RioCan argued that this should include not only GAAP but also tax accounting practices. It argued that “for there to be a finding that the new asphalt layer was capital in nature, there must be a future economic benefit to RioCan by way of increased rental income…” The repaving of the parking lot did not result in any increased rent to RioCan. It did not receive any direct revenues with respect to the parking lot. Metro, on the other hand, successfully contended that it is not necessary to “engage in an exercise of trying to match particular revenues with the improved asset.” The extension of the parking lot’s life and the significant reduction in on-going operating costs were more than sufficient for the repaving of the parking lot to be treated as a capital cost. The fact that RioCan amortized the cost over twenty years suggests, by itself, that the cost is a capital one.

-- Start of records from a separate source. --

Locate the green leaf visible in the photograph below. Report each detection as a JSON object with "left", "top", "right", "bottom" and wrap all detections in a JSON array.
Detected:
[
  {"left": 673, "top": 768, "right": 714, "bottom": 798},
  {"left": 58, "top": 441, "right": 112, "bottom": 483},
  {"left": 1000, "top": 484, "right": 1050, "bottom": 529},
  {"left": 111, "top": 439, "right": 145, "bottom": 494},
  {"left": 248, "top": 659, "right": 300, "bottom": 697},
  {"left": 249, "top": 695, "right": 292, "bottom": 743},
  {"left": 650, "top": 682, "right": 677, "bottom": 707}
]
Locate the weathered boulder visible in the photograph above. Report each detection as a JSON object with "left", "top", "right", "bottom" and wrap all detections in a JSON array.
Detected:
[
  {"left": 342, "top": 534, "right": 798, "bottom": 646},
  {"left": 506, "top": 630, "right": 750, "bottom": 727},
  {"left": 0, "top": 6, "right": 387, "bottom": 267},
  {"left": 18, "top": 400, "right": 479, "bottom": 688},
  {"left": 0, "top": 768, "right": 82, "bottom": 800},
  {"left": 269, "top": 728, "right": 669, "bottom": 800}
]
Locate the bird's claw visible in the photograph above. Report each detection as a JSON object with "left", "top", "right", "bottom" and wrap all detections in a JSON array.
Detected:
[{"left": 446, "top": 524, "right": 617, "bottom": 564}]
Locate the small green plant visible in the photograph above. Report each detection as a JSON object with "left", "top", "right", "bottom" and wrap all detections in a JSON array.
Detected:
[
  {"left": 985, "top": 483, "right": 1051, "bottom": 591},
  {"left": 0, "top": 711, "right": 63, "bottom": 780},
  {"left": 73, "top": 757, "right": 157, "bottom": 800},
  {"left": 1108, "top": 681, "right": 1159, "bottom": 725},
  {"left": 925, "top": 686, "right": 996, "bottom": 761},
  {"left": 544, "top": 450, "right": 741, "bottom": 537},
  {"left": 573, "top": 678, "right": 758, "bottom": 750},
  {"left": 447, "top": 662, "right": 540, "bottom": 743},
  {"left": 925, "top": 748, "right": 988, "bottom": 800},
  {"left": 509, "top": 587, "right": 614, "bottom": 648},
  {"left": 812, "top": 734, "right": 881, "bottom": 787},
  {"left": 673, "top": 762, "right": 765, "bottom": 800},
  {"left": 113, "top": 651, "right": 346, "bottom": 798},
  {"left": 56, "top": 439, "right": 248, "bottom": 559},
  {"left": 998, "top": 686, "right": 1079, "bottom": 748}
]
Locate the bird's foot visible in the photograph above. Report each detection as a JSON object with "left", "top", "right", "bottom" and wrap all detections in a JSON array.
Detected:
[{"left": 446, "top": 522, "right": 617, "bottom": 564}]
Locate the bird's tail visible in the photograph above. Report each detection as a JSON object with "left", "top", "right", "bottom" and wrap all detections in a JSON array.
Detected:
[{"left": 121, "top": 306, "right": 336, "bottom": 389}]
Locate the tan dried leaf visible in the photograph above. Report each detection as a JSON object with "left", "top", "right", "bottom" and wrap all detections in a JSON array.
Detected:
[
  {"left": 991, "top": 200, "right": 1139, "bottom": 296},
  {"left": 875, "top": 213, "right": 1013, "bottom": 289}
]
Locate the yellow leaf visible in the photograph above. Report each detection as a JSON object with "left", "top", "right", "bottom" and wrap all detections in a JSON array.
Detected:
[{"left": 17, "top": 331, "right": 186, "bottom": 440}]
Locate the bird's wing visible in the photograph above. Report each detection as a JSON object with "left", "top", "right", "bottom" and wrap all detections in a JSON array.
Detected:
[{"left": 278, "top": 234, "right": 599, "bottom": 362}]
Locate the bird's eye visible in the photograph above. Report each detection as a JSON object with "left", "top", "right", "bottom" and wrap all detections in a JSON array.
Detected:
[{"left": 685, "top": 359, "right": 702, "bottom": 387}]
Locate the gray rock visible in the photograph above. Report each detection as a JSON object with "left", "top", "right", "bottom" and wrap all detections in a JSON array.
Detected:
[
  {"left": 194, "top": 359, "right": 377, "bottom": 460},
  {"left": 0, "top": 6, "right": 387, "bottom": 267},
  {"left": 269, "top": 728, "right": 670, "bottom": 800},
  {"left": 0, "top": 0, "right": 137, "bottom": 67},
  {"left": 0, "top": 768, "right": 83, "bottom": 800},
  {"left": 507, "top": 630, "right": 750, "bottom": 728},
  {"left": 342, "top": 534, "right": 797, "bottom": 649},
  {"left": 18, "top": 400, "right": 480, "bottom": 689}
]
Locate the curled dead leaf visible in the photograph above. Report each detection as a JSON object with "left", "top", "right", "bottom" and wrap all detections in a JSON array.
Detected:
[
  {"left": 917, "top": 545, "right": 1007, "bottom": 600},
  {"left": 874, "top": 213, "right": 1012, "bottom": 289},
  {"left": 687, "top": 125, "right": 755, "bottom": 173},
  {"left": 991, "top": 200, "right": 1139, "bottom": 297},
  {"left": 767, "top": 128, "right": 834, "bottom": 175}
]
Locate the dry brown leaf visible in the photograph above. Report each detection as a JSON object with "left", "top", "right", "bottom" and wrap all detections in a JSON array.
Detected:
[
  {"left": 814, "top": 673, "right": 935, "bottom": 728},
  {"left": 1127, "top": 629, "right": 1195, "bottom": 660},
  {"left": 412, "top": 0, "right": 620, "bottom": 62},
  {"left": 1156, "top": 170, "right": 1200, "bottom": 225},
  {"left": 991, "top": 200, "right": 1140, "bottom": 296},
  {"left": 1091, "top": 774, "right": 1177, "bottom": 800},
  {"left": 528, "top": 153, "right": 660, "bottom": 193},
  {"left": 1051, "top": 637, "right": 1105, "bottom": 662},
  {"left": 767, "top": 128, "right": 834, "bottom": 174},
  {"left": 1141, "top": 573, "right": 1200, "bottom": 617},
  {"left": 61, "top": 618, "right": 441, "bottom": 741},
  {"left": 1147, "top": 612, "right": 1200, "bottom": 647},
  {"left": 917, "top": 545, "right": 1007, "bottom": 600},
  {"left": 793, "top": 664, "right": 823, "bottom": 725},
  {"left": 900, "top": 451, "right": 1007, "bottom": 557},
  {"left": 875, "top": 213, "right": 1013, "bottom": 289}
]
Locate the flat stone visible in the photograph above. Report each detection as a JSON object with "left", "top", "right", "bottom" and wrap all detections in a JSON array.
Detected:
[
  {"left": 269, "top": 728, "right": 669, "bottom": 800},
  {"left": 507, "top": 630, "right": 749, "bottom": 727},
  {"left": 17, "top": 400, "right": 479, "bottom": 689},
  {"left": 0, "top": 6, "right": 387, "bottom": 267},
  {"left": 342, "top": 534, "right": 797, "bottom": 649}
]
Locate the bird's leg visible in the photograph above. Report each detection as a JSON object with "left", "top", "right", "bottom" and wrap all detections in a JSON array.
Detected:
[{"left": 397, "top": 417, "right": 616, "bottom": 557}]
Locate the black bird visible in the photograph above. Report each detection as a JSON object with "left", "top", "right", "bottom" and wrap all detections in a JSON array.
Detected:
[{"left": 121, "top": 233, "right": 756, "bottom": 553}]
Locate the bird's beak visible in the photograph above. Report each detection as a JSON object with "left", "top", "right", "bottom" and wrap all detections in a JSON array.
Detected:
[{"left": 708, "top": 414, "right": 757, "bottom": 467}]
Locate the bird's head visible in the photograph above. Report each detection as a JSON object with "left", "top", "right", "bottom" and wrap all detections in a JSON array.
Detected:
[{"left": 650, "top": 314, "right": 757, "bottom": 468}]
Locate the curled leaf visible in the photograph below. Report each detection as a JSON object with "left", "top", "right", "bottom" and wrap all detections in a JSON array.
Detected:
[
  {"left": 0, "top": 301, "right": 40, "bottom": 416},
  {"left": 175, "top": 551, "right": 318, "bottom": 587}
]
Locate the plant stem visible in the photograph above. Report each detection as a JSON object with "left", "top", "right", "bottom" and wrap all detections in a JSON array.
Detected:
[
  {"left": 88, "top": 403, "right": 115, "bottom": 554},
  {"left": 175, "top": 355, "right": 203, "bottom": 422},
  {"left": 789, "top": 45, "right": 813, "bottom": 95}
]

The court dismissed RioCan’s application and ruled in favour of Metro. The rehabilitation of the parking lot was a capital expenditure and therefore, under the terms of the lease, could not be included as an additional rent charge. RioCan was caught in a difficult situation. It could not simply continue to patch and repair the parking lot each year as it had done before 2002 and charge the full cost to its tenants in the year they were incurred. At some point, however, patching and repairing becomes ineffective and a rehabilitation strategy must be adopted. By addressing the parking lot issue in a comprehensive and cost effective manner, RioCan was acting in a commercially responsible manner. Unfortunately, this is not relevant when interpreting the lease. As a matter of fact, the decision indicated quite clearly that “it would be odd for the internal accounting policies or decisions of the landlord to be a relevant consideration. Otherwise the tenant’s rights may change if the lease is assigned to a different landlord that had different internal accounting policies.” It should come as no surprise, therefore, that it is the lease that governs regardless of the landlords’ cost efficiencies or best practices.

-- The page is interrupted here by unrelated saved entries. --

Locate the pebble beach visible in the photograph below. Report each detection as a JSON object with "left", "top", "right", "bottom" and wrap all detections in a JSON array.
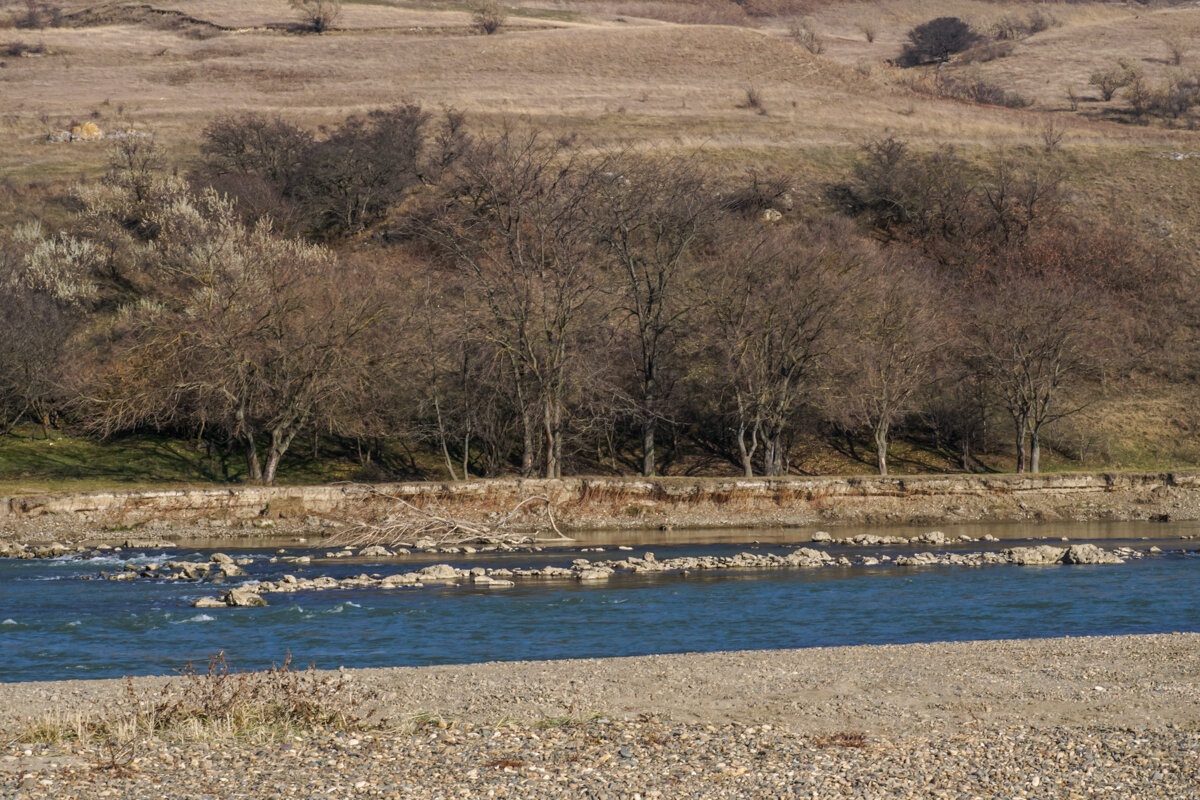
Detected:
[{"left": 3, "top": 633, "right": 1198, "bottom": 798}]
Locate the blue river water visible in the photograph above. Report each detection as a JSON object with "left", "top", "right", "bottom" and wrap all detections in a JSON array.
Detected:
[{"left": 1, "top": 525, "right": 1198, "bottom": 682}]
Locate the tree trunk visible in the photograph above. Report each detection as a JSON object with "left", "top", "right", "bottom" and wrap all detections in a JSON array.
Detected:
[
  {"left": 641, "top": 419, "right": 656, "bottom": 477},
  {"left": 543, "top": 392, "right": 560, "bottom": 479},
  {"left": 262, "top": 425, "right": 301, "bottom": 485},
  {"left": 1014, "top": 413, "right": 1028, "bottom": 474},
  {"left": 433, "top": 392, "right": 459, "bottom": 481},
  {"left": 736, "top": 419, "right": 757, "bottom": 477},
  {"left": 763, "top": 430, "right": 785, "bottom": 476},
  {"left": 244, "top": 437, "right": 263, "bottom": 483},
  {"left": 874, "top": 420, "right": 889, "bottom": 476},
  {"left": 520, "top": 408, "right": 535, "bottom": 477},
  {"left": 1030, "top": 426, "right": 1041, "bottom": 474}
]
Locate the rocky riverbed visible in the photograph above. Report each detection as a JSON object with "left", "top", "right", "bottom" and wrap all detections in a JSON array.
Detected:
[
  {"left": 4, "top": 534, "right": 1174, "bottom": 608},
  {"left": 2, "top": 634, "right": 1198, "bottom": 799}
]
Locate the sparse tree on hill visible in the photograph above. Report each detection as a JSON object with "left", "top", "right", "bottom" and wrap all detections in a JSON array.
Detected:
[
  {"left": 290, "top": 0, "right": 342, "bottom": 33},
  {"left": 471, "top": 0, "right": 506, "bottom": 35},
  {"left": 898, "top": 17, "right": 981, "bottom": 67}
]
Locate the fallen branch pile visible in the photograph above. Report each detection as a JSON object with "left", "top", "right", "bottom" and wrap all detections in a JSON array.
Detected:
[{"left": 329, "top": 487, "right": 573, "bottom": 549}]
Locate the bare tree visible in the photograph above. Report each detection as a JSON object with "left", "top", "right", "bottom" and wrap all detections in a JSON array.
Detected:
[
  {"left": 589, "top": 156, "right": 716, "bottom": 476},
  {"left": 700, "top": 218, "right": 859, "bottom": 477},
  {"left": 828, "top": 259, "right": 944, "bottom": 474},
  {"left": 290, "top": 0, "right": 341, "bottom": 33},
  {"left": 964, "top": 256, "right": 1106, "bottom": 474},
  {"left": 426, "top": 128, "right": 604, "bottom": 478},
  {"left": 80, "top": 185, "right": 384, "bottom": 484},
  {"left": 470, "top": 0, "right": 505, "bottom": 34},
  {"left": 199, "top": 106, "right": 430, "bottom": 238}
]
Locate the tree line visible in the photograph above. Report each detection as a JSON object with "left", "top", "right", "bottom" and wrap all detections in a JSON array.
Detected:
[{"left": 0, "top": 108, "right": 1182, "bottom": 483}]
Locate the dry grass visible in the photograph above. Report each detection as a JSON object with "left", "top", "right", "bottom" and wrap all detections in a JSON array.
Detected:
[
  {"left": 5, "top": 0, "right": 1195, "bottom": 187},
  {"left": 18, "top": 652, "right": 371, "bottom": 745}
]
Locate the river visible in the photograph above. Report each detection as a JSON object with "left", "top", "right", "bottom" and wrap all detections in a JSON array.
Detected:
[{"left": 2, "top": 521, "right": 1197, "bottom": 682}]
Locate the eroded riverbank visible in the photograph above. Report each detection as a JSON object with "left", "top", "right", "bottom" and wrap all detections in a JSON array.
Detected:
[{"left": 6, "top": 472, "right": 1200, "bottom": 545}]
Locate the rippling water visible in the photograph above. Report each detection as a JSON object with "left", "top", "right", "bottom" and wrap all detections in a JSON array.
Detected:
[{"left": 2, "top": 522, "right": 1198, "bottom": 682}]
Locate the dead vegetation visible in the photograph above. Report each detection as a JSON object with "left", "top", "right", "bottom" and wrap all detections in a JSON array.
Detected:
[
  {"left": 329, "top": 488, "right": 572, "bottom": 548},
  {"left": 19, "top": 652, "right": 371, "bottom": 745}
]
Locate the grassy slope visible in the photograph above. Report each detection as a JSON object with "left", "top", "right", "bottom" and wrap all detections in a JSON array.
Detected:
[{"left": 2, "top": 0, "right": 1198, "bottom": 483}]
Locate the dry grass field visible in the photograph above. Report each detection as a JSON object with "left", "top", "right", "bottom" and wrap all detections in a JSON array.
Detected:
[{"left": 3, "top": 0, "right": 1200, "bottom": 476}]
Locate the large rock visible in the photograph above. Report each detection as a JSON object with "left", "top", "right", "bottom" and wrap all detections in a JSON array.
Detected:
[
  {"left": 192, "top": 596, "right": 226, "bottom": 608},
  {"left": 1063, "top": 544, "right": 1124, "bottom": 565},
  {"left": 223, "top": 588, "right": 267, "bottom": 607},
  {"left": 419, "top": 563, "right": 459, "bottom": 580},
  {"left": 1005, "top": 545, "right": 1067, "bottom": 565},
  {"left": 577, "top": 569, "right": 612, "bottom": 581},
  {"left": 358, "top": 545, "right": 392, "bottom": 558},
  {"left": 809, "top": 531, "right": 833, "bottom": 543}
]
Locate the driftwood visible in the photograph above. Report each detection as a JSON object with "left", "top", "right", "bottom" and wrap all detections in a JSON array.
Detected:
[{"left": 328, "top": 487, "right": 573, "bottom": 549}]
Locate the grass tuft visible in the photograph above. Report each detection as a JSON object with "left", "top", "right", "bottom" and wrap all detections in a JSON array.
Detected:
[{"left": 19, "top": 652, "right": 372, "bottom": 745}]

What lessons can landlords learn from this decision other than to include capital expenditures in the definition of operating costs? If there is tenant resistance to broadly worded capital expenditure provisions, the capital expenditure could be limited to those capital expenditures intended to reduce operating costs. Set out the specific accounting standard to follow. GAAP may not always be appropriate. Include a provision to preclude tenants from objecting after the expiry of a certain period.
Counsel for RioCan has indicated that this case will be appealed. Stay tuned.
In our Leasing Times article entitled Capital Cost Struggles (June 1, 2012), we advised that the landlord had appealed the Ontario Superior Court of Justice decision in RioCan Holdings Inc. v. Metro Ontario Real Estate Limited 2012 ONSC 1819. The Ontario Court of Appeal dismissed the appeal with costs to the tenant stating in its reasons that it was “not inclined to interfere with the application judge’s analysis or conclusion. Neither the words ‘repair’ nor ‘capital’ are defined in the lease. In that context, the application judge engaged in a careful and comprehensive review of all of the relevant factual circumstances surrounding this major project. His ultimate conclusions, including that the work significantly extended the life of the parking lot and significantly reduced the operating costs associated with parking lot, were entirely open to him. Importantly, even if these conclusions constitute a finding of mixed fact and law, they fall at the far end of the fact spectrum and deserve, therefore, substantial deference.”